Baltic Konseil

from Wikipedia, the free encyclopedia

In 1905 and 1906, the Baltic Konseil was an attempt to establish a political and economic council between the three Baltic Sea Governments . After trilateral consultations between the governorates of Estonia , Livonia and Courland , the first meeting of the council took place on July 12, 1906 in Riga . The council should have an advisory role and support the governor general in his political and economic activities. But at the end of 1906, after the assumption of office and the reform efforts of the Russian Prime Minister Pyotr Arkadjewitsch Stolypin , he had to stop his activity.

background

After the Russian Revolution of 1905 , the three knights of Estonia , Livonia and Courland pushed ahead with the expansion of self- government in the three Baltic Sea Governments . In addition, they called for a "Baltic General Government".

  • Estonia was the northernmost Baltic Sea governorate until 1918, it had the Estonian Knighthood and its own state parliament , which was composed of landowners and which met every three years.
  • In Livonia there was the liberation of the peasants in 1819 , with which the Baltic Governments played a pioneering role within Russia. In 1835 the Russian code was introduced and the Russian official language was given priority. Serious Russification was not practiced until the 1880s, in particular, Russian was declared the sole official language in 1884 .
  • On March 18, 1795, Kurland's state parliament decided to submit to the Russian scepter . Politically, the Baltic German knighthood was able to assert a dominant role.

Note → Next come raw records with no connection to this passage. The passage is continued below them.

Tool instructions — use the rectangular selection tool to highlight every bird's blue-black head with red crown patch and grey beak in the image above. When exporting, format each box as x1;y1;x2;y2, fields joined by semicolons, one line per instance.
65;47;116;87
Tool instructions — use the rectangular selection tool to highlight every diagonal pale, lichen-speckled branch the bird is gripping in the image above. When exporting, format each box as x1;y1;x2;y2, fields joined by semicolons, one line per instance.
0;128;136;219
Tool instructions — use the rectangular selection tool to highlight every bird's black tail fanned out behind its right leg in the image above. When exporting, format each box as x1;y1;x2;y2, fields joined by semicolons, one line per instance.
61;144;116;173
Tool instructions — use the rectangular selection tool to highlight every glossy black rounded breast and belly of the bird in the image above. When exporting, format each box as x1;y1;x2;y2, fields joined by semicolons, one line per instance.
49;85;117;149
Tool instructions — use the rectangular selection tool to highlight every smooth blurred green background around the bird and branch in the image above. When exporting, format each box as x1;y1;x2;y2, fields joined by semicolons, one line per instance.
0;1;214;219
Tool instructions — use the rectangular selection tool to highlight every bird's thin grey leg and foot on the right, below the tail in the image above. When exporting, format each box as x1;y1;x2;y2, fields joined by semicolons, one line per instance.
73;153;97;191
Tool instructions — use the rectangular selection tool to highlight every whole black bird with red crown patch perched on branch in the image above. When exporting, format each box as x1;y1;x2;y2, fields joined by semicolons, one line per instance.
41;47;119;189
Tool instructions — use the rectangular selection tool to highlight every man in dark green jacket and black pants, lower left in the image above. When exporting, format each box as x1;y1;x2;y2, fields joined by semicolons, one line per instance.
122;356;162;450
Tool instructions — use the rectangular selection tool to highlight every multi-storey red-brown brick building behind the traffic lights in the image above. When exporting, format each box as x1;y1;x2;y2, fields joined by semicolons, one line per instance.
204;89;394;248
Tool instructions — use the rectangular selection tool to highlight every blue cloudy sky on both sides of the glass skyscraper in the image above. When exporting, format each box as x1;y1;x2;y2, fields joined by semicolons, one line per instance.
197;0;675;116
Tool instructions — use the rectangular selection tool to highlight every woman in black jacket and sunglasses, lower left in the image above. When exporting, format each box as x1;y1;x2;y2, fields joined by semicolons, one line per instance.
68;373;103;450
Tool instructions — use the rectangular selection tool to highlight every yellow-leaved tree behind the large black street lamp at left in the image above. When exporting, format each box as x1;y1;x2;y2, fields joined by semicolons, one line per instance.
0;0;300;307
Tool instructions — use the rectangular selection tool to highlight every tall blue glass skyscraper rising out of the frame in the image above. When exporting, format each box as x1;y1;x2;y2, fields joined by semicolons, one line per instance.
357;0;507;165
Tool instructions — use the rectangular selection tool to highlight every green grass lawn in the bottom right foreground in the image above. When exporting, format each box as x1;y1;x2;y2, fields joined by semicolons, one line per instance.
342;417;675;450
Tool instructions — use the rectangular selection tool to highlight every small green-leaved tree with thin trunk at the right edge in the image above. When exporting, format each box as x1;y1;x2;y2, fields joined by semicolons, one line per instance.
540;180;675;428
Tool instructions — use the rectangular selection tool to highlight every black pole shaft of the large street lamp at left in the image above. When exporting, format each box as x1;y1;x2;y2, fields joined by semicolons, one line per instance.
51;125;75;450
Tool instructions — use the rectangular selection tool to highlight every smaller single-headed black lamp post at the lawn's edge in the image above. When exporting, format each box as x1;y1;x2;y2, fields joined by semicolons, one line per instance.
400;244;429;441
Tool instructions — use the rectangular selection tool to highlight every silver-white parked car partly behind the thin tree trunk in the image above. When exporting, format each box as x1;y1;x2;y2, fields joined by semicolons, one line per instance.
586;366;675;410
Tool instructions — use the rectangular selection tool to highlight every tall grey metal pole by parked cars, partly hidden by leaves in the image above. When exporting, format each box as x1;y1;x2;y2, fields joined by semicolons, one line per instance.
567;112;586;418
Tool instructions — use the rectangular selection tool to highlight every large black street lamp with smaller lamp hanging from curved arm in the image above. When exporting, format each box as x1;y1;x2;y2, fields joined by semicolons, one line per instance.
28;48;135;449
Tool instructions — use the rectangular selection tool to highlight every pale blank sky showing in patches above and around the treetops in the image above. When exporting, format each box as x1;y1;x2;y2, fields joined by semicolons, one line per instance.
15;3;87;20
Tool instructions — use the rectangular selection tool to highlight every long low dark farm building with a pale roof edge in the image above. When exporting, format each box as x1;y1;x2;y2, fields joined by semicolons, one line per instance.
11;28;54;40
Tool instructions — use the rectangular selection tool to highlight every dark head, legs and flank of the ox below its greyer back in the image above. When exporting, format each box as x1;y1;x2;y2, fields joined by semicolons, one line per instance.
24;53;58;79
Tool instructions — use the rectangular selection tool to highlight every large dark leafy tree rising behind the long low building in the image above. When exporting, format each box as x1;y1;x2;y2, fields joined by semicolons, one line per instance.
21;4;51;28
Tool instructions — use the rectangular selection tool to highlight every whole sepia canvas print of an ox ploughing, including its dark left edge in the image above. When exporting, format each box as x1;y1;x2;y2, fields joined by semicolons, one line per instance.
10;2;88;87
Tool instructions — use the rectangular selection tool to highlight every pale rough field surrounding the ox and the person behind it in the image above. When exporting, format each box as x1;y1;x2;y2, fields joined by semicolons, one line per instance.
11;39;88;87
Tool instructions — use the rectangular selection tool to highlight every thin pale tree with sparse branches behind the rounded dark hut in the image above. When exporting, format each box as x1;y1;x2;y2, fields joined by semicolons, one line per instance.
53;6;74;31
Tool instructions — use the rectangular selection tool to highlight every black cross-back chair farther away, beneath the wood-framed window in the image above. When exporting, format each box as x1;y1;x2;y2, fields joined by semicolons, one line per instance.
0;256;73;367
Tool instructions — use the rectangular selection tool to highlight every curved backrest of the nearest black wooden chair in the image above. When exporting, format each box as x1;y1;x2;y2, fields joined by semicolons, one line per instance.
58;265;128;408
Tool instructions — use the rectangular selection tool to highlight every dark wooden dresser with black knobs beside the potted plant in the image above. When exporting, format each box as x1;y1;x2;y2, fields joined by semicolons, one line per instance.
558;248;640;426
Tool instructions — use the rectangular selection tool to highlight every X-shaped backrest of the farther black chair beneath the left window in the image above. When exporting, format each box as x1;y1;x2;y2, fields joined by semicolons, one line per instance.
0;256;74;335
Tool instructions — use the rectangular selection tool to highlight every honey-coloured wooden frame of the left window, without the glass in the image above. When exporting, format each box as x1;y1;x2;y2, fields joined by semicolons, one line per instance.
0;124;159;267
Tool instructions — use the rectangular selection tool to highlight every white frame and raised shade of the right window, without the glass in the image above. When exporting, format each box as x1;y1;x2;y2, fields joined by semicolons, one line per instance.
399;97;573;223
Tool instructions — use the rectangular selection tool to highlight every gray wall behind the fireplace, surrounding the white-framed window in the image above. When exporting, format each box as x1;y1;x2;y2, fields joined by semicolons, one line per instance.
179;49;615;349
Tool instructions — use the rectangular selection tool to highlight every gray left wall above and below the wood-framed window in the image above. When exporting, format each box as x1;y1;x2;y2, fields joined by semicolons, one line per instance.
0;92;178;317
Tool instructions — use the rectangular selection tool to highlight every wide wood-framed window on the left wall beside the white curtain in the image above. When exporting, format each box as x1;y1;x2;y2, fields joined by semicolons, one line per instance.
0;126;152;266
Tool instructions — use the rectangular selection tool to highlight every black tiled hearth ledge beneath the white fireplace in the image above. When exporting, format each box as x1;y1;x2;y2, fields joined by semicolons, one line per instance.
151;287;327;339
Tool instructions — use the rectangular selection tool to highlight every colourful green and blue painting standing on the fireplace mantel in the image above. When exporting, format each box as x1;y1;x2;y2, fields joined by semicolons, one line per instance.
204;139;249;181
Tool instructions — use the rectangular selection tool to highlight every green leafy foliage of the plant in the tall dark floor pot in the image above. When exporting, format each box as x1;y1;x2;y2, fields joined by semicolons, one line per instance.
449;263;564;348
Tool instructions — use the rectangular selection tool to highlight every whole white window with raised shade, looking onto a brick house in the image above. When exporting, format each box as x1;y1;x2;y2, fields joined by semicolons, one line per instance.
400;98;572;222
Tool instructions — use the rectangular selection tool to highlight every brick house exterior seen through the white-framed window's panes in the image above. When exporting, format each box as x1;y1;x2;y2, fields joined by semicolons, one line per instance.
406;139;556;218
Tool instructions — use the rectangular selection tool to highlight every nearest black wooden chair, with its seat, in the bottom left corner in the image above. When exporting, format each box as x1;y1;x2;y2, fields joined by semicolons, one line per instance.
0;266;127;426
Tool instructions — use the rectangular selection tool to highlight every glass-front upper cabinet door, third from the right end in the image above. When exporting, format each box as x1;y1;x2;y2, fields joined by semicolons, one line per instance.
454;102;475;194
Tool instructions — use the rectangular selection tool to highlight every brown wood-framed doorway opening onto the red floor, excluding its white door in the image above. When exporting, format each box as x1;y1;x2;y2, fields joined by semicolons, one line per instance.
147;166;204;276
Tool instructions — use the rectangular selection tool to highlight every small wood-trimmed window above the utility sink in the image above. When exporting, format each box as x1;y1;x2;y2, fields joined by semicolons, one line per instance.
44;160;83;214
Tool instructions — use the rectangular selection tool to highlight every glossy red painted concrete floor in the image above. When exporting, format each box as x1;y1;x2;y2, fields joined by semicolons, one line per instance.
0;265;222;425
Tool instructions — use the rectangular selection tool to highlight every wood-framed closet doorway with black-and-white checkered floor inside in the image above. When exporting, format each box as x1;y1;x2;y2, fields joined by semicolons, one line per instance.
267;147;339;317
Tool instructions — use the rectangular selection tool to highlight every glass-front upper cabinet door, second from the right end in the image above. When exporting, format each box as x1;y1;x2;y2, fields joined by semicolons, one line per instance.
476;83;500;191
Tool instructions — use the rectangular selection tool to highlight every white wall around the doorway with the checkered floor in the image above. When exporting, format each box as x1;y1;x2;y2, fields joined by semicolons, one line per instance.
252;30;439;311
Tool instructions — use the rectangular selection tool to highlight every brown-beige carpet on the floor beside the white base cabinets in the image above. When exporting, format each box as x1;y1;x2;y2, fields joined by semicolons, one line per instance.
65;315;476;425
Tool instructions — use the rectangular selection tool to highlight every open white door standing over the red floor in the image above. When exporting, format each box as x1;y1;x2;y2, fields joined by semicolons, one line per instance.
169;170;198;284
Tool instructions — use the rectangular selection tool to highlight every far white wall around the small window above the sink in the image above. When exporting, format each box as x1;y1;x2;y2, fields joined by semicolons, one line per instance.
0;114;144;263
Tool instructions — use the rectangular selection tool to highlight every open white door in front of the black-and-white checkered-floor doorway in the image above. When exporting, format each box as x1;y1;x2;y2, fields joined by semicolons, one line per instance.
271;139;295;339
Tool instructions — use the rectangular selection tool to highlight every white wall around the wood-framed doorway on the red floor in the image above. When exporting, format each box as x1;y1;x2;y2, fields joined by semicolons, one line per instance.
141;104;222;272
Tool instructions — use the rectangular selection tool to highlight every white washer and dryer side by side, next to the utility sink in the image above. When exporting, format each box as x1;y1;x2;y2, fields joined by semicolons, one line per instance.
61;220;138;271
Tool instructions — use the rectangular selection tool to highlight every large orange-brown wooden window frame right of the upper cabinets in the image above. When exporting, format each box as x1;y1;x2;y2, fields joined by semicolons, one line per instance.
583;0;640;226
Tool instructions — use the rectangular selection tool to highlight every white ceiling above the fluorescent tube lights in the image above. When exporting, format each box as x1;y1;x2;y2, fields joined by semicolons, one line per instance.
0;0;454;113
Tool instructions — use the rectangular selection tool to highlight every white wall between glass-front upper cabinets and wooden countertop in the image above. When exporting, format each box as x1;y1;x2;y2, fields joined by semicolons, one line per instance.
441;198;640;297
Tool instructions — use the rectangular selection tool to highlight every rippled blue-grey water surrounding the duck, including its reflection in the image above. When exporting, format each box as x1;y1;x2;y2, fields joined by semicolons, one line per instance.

The years 1905 to 1917 marked a particularly political, intellectual and social upheaval for the Baltic States. With the increasing settlement of Russian officials, merchants, industrialists and workers, the German-Baltic knighthoods felt their influence waning. From this a national and economic consciousness developed in the rural population and continued in the peasantry through the purchase of land . In the summer of 1905 riots broke out in the course of which German landowners and officials were murdered and their houses destroyed. The uprisings of 1905 were put down and the tsarist authorities carried out drastic punitive expeditions against the "revolution" in Latvia and Estonia from December 1905 to 1908 . In the meantime, German parties and political associations had emerged that had activated the political, social and cultural life of the Baltic Germans in a very short time. During this time the knighthoods tried to found a state body , which was to receive the designation "Baltic Konseil".

The Konseil

The "Baltic General Government" to be founded was to be assigned a total of 18 representatives from large landowners, city representatives and the peasantry to support it. The task of this new body, which was discussed from different perspectives, was supposed to work out reform proposals and propose them to the Governor General. Finally, the 1st Baltic Konseil held on July 12, 1906 consisted of two representatives from each of the four state parliaments (Estonia, Livonia, Courland and Ösel), three representatives from the governorate cities of Riga, Reval and Mitau, and eight delegates from the rural communities.

Baltic Assembly

Plenary session of the Baltic Assembly in the meeting room of the Riigikogu in Tallinn 2011

Almost 90 years later, the first idea of ​​a “Baltic Council” could be put into practice, albeit in a politically changed situation. The Baltic Assembly is an organization established in 1991 for closer cooperation between the parliaments of Estonia, Latvia and Lithuania. It was founded in Tallinn on November 8, 1991, shortly after the three Baltic states regained their independence from the Soviet Union . On June 13, 1994, the parliaments of Estonia, Latvia and Lithuania adopted the structures and principles of the Baltic Assembly.

Web links

Individual evidence

  1. The name Konseil is derived from the French word "conseil" and means advice. [1]
  2. Dietmar Willoweit / Hans Lemberg , Reiche und Territorien in Ostmitteleuropa: Historical relationships and political legitimation of rule, Volume 2 of Peoples, States and Cultures in East Central Europe, Verlag Walter de Gruyter , 2006, ISBN 3486838644 [2] , page 306
  3. The Oeselsche knighthood was from the second half of the 16th century until 1920, the political and legal merger of the predominantly German-Baltic nobility on the island Oesel in today's Estonia.